TTS：CosyVoice 语音克隆

燕双嘤

已于 2025-05-08 10:04:27 修改

阅读量793

点赞数 20

分类专栏： ChatGPT/AIGC/RAG 文章标签：语音识别人工智能

于 2025-04-28 10:46:21 首次发布

本文链接：https://blog.csdn.net/qq_42192693/article/details/147550415

版权

ChatGPT/AIGC/RAG 专栏收录该内容

16 篇文章

订阅专栏

【原文】CosyVoice: A Scalable Multilingual Zero-shot Text-to-speech Synthesizer based on Supervised Semantic Tokens

【原文】CosyVoice 2: Scalable Streaming Speech Synthesis with Large Language Models

【项目】https://github.com/FunAudioLLM/CosyVoice

1，CosyVoice 声音克隆

【服务端】CosyVoice/runtime/python/fastapi/server.py，添加环境变量：
PYTHONUNBUFFERED=1;PYTHONPATH=D:\PyCharmWorkSpace\Linly-Talker\CosyVoice\third_party\Matcha-TTS
【报错】TypeError: expected str, bytes or os.PathLike object, not MultiplexedPath

【解决】Windows 下不支持 MultiplexedPath，手动添加进去。
self.zh_tn_model = ZhNormalizer(remove_erhua=False, full_to_half=False, overwrite_cache=True)
self.en_tn_model = EnNormalizer()
👇
self.zh_tn_model = ZhNormalizer(remove_erhua=False, full_to_half=False, overwrite_cache=True,cache_dir="tn")
self.en_tn_model = EnNormalizer(cache_dir="tn")

【客户端】CosyVoice/runtime/python/fastapi/client.py

mode：输入 zero_shot，表示声音克隆
prompt_wav：输入音频
prompt_text：输入音频对应的文本

【耗时】从传入文本 👉 输出 .wav 总耗时：2.8s

拿到语音数据 response：40 ms
拼接组装 response：2400 ms

2，CosyVoice2 声音克隆（流式）

【服务端】CosyVoice/runtime/python/fastapi/server.py，添加环境变量：
PYTHONUNBUFFERED=1;PYTHONPATH=D:\PyCharmWorkSpace\Linly-Talker\CosyVoice\third_party\Matcha-TTS
【报错】ZeroDivisionError: 0.0 cannot be raised to a negative power

【解决】diffusers 版本太高了，建议降低到 0.29.0。

【报错】找不到预训练音色

【解决】需要手动下载spk2info.pt文件粘贴到pretrained_models/CosyVoice2-0.5B中，随后重新运行webui.py就能看到预训练模型。
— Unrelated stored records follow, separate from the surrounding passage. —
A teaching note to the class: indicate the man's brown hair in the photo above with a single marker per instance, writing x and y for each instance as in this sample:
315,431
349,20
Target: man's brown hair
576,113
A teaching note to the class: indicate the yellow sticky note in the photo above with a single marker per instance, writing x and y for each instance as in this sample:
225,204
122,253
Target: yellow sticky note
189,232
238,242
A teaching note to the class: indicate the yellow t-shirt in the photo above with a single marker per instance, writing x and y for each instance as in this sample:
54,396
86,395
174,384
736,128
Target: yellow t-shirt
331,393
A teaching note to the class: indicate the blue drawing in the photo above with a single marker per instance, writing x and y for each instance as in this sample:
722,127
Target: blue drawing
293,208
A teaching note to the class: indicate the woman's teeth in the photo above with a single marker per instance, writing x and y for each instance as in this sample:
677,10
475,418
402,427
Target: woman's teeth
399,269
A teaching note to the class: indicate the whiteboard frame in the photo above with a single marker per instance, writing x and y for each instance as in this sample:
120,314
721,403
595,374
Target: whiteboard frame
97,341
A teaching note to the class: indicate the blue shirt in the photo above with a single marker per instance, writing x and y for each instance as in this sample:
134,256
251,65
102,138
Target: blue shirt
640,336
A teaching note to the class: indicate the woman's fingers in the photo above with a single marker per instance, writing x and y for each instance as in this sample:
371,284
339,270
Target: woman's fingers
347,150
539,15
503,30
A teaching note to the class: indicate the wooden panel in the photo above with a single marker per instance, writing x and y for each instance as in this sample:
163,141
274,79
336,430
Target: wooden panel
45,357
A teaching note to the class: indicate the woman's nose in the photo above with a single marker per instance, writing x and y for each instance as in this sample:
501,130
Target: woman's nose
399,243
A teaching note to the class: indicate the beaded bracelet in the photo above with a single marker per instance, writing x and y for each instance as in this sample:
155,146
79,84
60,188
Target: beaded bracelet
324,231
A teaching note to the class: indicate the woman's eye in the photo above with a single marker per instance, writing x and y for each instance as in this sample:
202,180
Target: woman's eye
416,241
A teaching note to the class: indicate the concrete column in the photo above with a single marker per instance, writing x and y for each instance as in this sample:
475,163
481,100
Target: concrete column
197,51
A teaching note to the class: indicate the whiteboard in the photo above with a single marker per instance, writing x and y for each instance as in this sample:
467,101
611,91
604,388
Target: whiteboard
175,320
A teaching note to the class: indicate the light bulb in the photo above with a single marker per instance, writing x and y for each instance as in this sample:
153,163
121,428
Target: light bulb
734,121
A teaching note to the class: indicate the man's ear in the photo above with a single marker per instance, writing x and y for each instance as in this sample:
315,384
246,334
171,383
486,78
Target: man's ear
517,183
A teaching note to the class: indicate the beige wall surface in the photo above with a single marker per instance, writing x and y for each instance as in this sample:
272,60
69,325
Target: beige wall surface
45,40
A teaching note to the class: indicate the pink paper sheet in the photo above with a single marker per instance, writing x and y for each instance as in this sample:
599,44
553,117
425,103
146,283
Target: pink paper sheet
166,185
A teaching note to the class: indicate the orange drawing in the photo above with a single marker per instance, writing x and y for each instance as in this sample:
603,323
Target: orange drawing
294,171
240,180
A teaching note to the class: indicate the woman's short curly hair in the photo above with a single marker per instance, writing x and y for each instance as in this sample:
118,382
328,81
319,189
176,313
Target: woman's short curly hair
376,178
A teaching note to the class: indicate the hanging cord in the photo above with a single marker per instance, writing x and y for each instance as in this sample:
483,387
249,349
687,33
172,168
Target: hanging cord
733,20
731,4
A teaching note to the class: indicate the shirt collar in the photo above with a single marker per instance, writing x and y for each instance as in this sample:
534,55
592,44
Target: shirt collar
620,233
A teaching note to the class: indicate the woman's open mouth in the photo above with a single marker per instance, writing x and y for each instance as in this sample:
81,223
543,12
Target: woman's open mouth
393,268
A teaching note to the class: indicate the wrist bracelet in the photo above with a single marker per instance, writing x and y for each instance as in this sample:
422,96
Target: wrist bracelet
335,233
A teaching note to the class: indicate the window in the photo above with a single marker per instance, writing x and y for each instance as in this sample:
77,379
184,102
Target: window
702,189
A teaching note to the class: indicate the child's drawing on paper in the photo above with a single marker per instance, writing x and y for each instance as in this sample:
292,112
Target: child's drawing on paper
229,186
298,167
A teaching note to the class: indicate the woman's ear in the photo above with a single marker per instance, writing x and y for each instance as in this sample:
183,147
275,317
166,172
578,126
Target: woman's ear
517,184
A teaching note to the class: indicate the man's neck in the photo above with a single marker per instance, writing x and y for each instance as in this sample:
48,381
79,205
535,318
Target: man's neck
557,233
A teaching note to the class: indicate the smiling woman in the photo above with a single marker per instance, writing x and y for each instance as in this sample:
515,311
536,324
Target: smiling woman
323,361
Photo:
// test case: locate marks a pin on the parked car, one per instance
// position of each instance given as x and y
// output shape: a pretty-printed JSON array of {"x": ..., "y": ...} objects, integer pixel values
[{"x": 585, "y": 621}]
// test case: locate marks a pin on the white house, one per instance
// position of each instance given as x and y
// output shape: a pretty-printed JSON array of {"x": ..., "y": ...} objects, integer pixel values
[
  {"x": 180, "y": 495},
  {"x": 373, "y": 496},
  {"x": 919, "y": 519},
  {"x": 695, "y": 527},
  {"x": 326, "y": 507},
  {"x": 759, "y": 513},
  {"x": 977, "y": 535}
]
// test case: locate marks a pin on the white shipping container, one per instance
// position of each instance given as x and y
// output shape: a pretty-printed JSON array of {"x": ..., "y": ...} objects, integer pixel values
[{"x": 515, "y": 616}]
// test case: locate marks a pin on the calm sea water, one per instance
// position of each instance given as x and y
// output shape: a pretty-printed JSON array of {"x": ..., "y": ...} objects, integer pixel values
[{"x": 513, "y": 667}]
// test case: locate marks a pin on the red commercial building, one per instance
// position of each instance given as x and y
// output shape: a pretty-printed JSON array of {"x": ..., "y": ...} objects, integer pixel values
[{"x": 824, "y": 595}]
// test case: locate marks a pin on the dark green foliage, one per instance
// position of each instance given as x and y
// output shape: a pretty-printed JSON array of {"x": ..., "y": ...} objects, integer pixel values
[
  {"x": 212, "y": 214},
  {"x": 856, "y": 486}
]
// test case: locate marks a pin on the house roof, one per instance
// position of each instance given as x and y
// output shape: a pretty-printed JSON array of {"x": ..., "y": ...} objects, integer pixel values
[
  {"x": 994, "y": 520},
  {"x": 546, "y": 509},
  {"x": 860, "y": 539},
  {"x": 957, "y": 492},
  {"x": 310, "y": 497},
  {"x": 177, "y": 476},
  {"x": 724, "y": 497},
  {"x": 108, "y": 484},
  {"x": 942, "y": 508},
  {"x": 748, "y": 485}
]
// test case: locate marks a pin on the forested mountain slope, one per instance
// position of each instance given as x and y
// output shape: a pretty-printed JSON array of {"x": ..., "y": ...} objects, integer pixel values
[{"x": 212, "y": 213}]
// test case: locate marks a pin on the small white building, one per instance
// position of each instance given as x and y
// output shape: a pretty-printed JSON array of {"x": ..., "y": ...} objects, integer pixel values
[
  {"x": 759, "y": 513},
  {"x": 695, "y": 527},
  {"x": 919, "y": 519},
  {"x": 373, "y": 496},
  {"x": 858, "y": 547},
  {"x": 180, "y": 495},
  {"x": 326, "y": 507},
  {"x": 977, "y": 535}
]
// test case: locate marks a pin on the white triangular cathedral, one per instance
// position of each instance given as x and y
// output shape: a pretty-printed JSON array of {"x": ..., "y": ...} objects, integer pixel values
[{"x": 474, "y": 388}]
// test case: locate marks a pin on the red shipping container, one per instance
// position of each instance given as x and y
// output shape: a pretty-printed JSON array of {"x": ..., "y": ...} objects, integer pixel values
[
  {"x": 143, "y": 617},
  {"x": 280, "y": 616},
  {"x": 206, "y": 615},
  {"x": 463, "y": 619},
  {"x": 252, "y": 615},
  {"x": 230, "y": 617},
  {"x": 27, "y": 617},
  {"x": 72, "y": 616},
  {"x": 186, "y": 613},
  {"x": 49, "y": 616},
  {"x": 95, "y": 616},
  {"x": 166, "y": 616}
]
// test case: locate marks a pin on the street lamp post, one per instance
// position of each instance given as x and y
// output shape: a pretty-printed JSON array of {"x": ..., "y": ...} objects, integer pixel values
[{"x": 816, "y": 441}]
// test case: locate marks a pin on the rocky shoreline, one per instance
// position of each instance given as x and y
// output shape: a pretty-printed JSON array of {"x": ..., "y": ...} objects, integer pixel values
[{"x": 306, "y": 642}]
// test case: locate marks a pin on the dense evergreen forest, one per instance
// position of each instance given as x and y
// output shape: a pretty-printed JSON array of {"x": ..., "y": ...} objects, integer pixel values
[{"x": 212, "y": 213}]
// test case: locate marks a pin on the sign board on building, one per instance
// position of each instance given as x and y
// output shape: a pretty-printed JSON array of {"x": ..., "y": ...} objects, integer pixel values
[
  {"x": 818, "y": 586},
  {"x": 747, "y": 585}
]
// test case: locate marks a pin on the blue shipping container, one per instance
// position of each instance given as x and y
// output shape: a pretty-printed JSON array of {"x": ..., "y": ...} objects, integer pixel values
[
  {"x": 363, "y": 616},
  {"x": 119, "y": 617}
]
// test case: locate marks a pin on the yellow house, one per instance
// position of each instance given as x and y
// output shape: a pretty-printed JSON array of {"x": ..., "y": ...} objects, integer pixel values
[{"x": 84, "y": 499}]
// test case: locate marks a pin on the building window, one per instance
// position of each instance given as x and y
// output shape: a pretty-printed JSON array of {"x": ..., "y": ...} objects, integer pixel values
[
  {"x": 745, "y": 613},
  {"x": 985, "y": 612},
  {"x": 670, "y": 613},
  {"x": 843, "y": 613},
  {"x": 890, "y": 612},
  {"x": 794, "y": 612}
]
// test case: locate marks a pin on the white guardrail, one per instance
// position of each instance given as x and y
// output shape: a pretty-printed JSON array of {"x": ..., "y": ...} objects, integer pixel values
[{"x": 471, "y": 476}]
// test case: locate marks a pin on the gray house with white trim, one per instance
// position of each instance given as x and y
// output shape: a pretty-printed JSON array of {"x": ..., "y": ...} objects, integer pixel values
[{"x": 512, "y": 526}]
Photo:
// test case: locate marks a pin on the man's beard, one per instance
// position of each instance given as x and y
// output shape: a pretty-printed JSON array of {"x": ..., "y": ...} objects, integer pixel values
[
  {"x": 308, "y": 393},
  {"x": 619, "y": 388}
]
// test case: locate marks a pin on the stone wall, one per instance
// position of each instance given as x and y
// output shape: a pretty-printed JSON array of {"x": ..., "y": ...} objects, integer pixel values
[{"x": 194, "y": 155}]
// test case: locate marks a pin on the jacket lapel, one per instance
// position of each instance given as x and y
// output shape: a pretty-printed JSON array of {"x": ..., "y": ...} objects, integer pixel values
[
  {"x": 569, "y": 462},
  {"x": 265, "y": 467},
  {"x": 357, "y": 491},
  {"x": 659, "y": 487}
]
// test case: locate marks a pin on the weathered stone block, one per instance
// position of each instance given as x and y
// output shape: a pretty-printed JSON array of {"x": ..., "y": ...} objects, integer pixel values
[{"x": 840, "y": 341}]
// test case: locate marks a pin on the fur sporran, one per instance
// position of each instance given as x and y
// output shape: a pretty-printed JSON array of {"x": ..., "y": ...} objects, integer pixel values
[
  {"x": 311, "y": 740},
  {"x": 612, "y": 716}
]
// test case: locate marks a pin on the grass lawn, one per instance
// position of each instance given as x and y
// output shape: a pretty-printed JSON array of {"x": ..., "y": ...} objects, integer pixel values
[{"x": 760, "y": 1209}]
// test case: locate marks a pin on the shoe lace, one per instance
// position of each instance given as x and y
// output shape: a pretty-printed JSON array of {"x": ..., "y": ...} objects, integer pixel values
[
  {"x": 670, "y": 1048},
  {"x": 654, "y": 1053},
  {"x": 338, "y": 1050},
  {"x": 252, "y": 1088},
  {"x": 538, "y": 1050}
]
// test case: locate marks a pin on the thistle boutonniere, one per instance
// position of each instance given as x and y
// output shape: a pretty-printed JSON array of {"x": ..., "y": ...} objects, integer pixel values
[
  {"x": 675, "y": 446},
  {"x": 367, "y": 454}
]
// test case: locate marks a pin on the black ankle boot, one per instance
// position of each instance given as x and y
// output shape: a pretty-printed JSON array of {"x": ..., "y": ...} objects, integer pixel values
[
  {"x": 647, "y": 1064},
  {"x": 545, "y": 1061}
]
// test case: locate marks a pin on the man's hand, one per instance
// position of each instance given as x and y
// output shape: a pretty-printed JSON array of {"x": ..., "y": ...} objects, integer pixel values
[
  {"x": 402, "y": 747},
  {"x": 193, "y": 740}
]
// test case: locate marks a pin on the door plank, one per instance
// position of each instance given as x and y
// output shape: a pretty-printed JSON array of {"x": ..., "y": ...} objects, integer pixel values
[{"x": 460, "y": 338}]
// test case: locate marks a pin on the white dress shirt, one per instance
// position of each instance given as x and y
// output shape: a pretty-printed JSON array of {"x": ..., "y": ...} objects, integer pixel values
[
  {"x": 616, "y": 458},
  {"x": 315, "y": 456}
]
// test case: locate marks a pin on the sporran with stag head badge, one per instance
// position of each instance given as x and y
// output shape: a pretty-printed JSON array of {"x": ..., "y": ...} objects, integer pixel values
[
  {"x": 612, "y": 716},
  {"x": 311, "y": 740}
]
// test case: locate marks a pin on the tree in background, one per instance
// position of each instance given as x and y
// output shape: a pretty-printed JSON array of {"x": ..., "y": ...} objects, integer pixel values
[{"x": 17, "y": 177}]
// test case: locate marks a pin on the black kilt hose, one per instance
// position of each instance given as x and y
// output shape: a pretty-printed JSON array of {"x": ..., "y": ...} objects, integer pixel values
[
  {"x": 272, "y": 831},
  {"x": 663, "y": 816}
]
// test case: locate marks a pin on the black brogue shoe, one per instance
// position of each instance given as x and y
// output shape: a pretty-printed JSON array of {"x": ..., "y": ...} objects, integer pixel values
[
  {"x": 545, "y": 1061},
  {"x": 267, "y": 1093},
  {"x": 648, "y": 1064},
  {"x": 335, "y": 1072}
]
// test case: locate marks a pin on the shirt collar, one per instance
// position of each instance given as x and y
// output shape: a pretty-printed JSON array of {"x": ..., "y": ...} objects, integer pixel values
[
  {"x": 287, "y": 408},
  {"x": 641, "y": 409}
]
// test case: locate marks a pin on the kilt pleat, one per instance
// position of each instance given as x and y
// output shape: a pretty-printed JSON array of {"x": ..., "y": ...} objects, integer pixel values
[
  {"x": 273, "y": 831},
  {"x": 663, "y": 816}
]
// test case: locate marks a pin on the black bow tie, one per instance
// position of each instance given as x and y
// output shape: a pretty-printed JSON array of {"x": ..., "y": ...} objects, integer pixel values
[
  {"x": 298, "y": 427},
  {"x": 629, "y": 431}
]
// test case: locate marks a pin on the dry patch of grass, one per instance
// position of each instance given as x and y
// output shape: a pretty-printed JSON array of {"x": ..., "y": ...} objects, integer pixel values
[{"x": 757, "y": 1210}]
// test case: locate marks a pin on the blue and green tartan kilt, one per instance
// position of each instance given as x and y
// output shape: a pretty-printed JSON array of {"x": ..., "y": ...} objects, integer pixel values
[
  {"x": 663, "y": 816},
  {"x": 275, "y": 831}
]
Issue

【客户端】CosyVoice/runtime/python/fastapi/client.py

mode：输入 zero_shot，表示声音克隆
prompt_wav：输入音频
prompt_text：输入音频对应的文本

【耗时】从传入文本 👉 输出 .wav 总耗时：2.8s，跟 CosyVoice 离线几乎一样。

拿到语音数据 response：40 ms
拼接组装 response：2400 ms

【流式客户端】webui.py，如果不想用 Gradio，代码实现参考：https://zhuanlan.zhihu.com/p/16096611214

【推理参数】

cosyvoice = CosyVoice2(args.model_dir, load_jit=False, load_trt=True, fp16=True, use_flow_cache=False)

【支持声调】https://funaudiollm.github.io/cosyvoice2/

在他讲述那个荒诞故事的过程中，他突然[laughter]停下来，因为他自己也被逗笑了[laughter]。

追求卓越不是终点，它需要你每天都<strong>付出</strong>和<strong>精进</strong>，最终才能达到巅峰。

当你用心去倾听一首音乐时[breath]，你会开始注意到那些细微的音符变化[breath]，并通过它们感受到音乐背后的情感。

'[breath]', 呼吸声
'<strong>', '</strong>', 强调
'[noise]',噪声
'[laughter]', 笑声
'[cough]', 咳嗽
'[clucking]', 咯咯声
'[accent]',重音
'[quick_breath]',快速呼吸声
"<laughter>", "</laughter>",
"[hissing]", 嘶嘶声
"[sigh]", 叹气
"[vocalized-noise]",发声噪音
"[lipsmack]", 咂嘴
"[mn]"

【支持语气】只能在 client.py 中使用 inference_instruct2() 模式实现。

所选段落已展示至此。